Smart Tax Moves to Make Before Year-End: A December Financial Checklist

Tax planning is most effective when done proactively throughout the year, but December is the final window for a range of specific actions that can meaningfully reduce your tax bill for the current year. Many of these opportunities close permanently on December 31, making the final weeks of the year a genuinely important time for tax-aware financial decisions. This checklist covers the most significant year-end tax planning moves available to most individual taxpayers, with enough explanation to help you evaluate which apply to your specific situation.

Maximize Retirement Account Contributions

For employer retirement plans — 401(k), 403(b), 457 — the contribution deadline is December 31 of the tax year (contributions come out of paychecks, so the last paycheck of the year is effectively the deadline). If you have not yet contributed the maximum allowed amount and your cash flow can support it, increasing your contribution percentage for remaining paychecks reduces your taxable income for the current year. The 2024 limit is $23,000 plus $7,500 catch-up for those 50 and older. Even increasing contributions for just the last few paychecks of the year can produce meaningful current-year tax savings at your marginal rate.

IRA contributions have more time — the deadline for contributing to a Traditional or Roth IRA for a given tax year is the tax filing deadline of the following April, typically April 15. This means you have until April 15, 2025 to make IRA contributions for 2024. However, if your cash flow allows, making the contribution before year-end lets it start growing tax-free sooner rather than waiting until spring. HSA contributions also have until the April filing deadline, providing similar flexibility.

Tax-Loss Harvesting Before December 31

Any tax-loss harvesting — selling investments at a loss to offset realized capital gains or ordinary income — must be completed by December 31 to count toward the current tax year. Review your taxable investment accounts for any positions currently showing unrealized losses and consider whether harvesting those losses now — selling to realize the loss, then reinvesting in a similar but not substantially identical security to maintain market exposure — makes sense given your overall gain-loss picture for the year. If you have realized significant capital gains earlier in the year from portfolio rebalancing, property sales, or business transactions, harvesting available losses before year-end can substantially reduce or eliminate the tax on those gains.

Be attentive to the wash-sale rule — do not purchase a substantially identical security within 30 days before or after the sale. If you want to remain invested in the same sector or market exposure while harvesting the loss, the safest approach is replacing the sold fund with one tracking a different index rather than the same one. Selling a large-cap growth ETF and replacing it with a total market index fund maintains broad market exposure without triggering the wash-sale rule.

Charitable Giving Strategies for Year-End

Charitable donations made by December 31 are deductible in the current tax year — cash donations to qualified organizations, donations of appreciated securities, and contributions to donor-advised funds.

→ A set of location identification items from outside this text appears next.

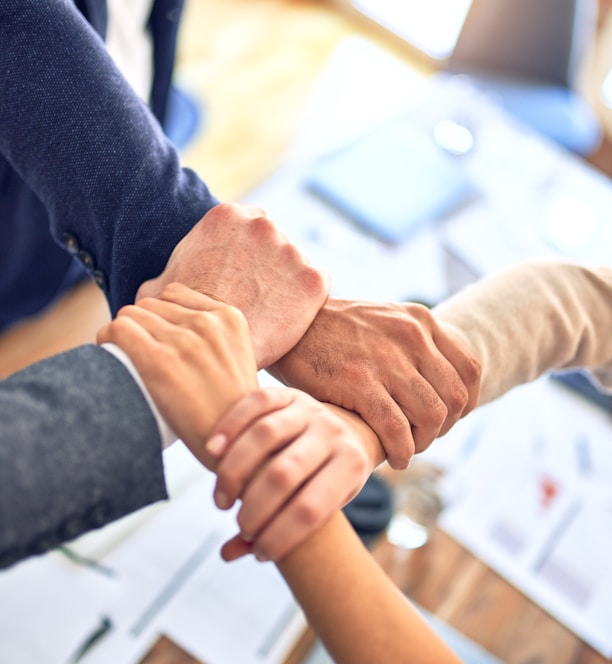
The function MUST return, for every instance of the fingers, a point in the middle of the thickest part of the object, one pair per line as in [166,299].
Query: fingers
[283,477]
[310,508]
[300,517]
[250,408]
[131,337]
[292,467]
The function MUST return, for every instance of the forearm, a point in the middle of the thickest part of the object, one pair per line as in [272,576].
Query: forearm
[357,612]
[533,318]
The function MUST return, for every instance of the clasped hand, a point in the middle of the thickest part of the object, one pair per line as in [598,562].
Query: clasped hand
[288,458]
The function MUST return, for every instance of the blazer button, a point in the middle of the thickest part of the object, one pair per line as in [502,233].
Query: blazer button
[87,259]
[7,558]
[100,279]
[100,515]
[71,243]
[72,528]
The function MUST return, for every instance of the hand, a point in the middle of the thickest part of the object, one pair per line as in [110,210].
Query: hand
[194,356]
[390,363]
[236,255]
[291,461]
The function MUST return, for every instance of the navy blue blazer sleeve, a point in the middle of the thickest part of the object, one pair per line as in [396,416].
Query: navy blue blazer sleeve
[79,447]
[90,149]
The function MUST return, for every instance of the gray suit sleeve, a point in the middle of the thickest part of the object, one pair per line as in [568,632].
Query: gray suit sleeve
[79,447]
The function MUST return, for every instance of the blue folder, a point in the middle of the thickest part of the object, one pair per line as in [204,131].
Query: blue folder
[392,181]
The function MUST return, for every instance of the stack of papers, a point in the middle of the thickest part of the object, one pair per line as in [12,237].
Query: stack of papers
[531,495]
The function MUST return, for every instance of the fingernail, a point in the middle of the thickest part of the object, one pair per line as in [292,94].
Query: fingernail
[222,500]
[216,444]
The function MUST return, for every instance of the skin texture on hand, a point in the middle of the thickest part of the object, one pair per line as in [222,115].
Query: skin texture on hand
[392,364]
[236,255]
[292,462]
[194,356]
[358,613]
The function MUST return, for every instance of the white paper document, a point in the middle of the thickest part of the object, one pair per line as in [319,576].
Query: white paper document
[165,577]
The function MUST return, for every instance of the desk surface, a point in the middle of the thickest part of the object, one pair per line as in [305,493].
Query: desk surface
[442,577]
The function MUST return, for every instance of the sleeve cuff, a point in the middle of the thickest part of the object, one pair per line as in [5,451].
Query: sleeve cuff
[167,435]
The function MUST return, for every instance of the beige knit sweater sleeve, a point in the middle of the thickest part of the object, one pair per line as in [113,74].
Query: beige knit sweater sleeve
[533,318]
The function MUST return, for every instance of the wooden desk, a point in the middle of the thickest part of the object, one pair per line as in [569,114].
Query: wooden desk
[256,63]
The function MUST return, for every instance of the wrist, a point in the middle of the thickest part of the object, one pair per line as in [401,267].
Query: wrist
[166,434]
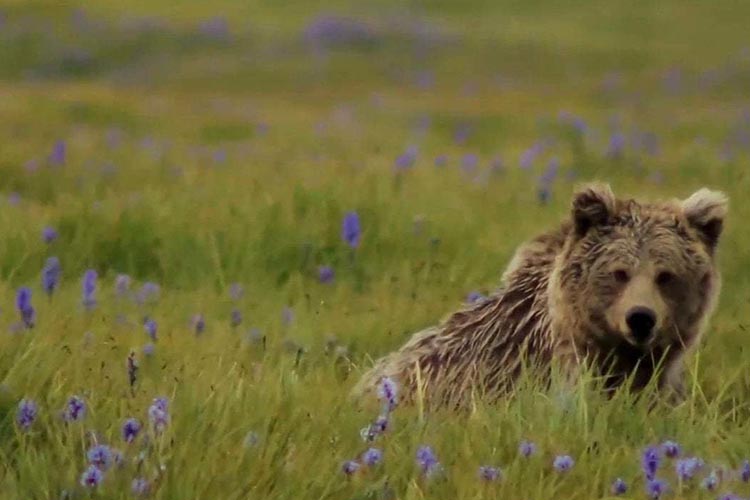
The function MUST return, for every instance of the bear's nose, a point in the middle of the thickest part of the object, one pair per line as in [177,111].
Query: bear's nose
[641,321]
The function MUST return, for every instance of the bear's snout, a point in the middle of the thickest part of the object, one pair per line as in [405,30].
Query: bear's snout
[641,321]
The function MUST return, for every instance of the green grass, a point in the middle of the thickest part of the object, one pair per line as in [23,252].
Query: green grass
[157,104]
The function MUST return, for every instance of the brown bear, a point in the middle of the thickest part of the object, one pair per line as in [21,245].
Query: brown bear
[623,288]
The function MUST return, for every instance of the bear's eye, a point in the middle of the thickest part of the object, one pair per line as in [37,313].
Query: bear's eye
[621,275]
[664,278]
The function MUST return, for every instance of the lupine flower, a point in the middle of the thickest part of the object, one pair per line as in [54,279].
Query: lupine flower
[616,147]
[655,488]
[745,471]
[488,473]
[526,448]
[235,317]
[236,291]
[251,439]
[49,234]
[89,288]
[122,284]
[75,409]
[650,461]
[57,156]
[51,275]
[100,456]
[372,457]
[132,365]
[92,477]
[287,316]
[140,487]
[25,309]
[388,393]
[26,414]
[670,449]
[619,487]
[350,229]
[686,468]
[427,461]
[710,482]
[158,414]
[325,274]
[349,467]
[130,429]
[198,323]
[151,327]
[563,463]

Donating appreciated securities rather than cash — giving stock that has grown significantly in value rather than selling the stock and donating the proceeds — is the most tax-efficient charitable giving method because it avoids the capital gains tax on the appreciation while still claiming the full fair market value deduction.

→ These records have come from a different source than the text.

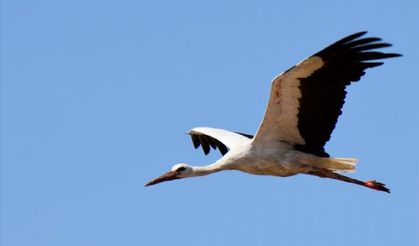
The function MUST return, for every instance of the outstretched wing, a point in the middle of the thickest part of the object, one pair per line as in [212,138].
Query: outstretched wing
[217,138]
[306,100]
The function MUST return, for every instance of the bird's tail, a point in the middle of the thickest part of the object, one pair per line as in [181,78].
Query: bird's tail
[346,165]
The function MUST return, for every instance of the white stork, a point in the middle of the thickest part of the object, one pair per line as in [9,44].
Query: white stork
[304,105]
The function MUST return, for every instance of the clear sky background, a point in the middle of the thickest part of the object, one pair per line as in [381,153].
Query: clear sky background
[96,97]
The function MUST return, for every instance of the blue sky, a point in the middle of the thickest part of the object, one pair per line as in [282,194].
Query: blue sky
[96,97]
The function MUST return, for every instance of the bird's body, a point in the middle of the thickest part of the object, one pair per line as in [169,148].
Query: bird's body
[302,111]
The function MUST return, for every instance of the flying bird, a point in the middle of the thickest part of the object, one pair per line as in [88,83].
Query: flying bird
[304,105]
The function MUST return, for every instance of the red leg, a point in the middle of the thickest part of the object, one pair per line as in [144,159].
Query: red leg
[372,184]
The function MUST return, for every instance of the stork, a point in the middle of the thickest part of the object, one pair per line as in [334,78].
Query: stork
[304,105]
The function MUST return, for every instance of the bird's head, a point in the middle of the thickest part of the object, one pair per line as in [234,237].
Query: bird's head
[178,171]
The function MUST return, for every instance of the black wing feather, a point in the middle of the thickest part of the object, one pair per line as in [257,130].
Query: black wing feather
[323,92]
[206,142]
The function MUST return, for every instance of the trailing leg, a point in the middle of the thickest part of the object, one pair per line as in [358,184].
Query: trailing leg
[372,184]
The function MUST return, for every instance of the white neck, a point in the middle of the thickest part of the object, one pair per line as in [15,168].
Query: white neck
[205,170]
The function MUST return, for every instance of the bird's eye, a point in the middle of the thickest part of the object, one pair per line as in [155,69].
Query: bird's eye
[180,169]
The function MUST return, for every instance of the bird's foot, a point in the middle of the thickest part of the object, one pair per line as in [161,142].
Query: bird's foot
[373,184]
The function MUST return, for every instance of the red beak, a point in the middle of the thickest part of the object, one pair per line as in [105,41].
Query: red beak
[171,175]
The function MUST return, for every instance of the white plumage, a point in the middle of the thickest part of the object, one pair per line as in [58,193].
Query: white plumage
[305,103]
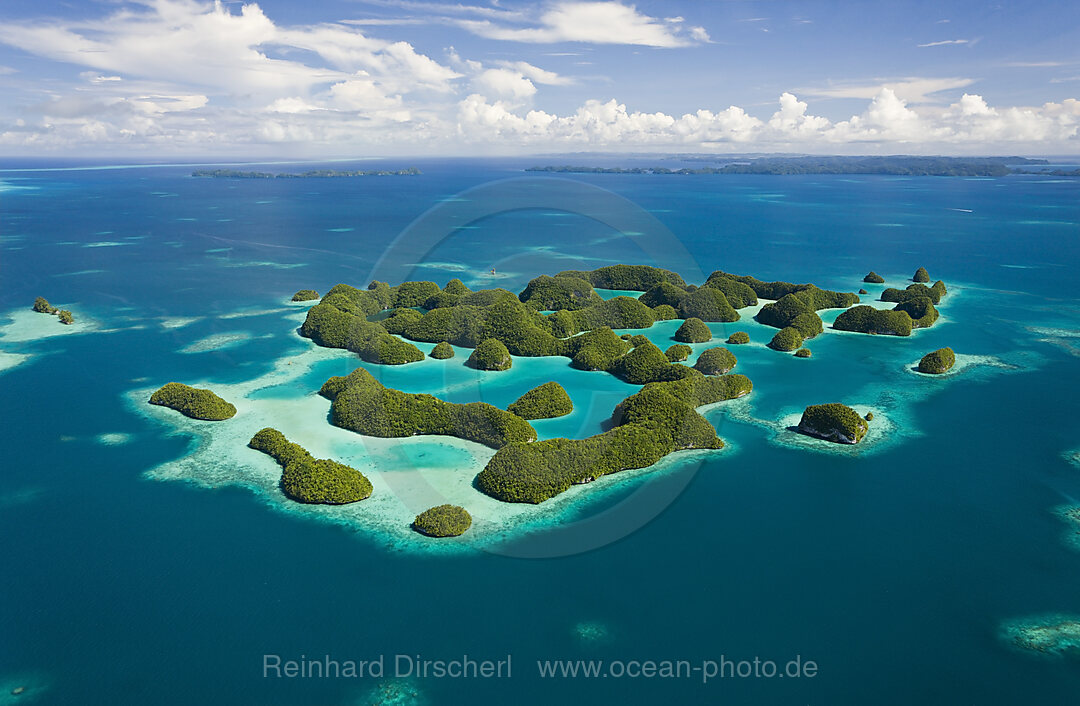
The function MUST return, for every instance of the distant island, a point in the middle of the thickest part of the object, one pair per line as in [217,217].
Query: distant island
[899,165]
[315,174]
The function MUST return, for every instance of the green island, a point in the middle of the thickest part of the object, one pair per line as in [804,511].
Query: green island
[564,315]
[362,404]
[715,361]
[308,479]
[543,402]
[42,307]
[443,520]
[314,174]
[900,165]
[833,422]
[678,352]
[442,351]
[693,330]
[937,362]
[193,402]
[739,338]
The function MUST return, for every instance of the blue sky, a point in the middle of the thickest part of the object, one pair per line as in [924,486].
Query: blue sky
[354,78]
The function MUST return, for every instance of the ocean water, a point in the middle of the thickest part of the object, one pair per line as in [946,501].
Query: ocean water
[893,566]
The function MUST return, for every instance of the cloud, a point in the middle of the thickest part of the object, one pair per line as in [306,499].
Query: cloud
[599,23]
[912,89]
[947,41]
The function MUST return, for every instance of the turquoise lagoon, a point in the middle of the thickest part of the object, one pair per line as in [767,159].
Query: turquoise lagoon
[151,559]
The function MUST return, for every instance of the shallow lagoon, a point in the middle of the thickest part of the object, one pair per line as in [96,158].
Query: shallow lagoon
[899,564]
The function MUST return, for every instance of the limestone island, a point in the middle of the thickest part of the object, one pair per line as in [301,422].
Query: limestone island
[308,479]
[306,295]
[192,402]
[544,402]
[833,422]
[557,315]
[937,362]
[42,307]
[443,520]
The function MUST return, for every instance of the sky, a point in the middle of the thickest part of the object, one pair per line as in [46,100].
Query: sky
[380,78]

For taxpayers whose annual charitable contributions are below the standard deduction threshold that would make itemizing beneficial, bunching multiple years of planned giving into the current year — through a donor-advised fund contribution — creates the deduction in a single year while distributing grants to charities over subsequent years. If your normal annual giving is $3,000, contributing $9,000 to a donor-advised fund this year and zero over the next two years produces the same charitable impact with a meaningful tax benefit that the annual $3,000 pattern would not generate.

Review Flexible Spending Account Balances

Flexible spending accounts — healthcare FSAs and dependent care FSAs — have use-it-or-lose-it rules that make December a critical review month. Healthcare FSA balances that remain unused after the plan year typically expire, though many plans offer a grace period of up to two and a half months into the following year or a rollover of up to $640 (2024 limit). Review your FSA balance before year-end and schedule any outstanding medical, dental, or vision appointments that can be prepaid with FSA funds to avoid forfeiting accumulated balances. Stock up on FSA-eligible over-the-counter items — cold medicine, pain relievers, first-aid supplies, sunscreen — if you have balance at risk of expiration.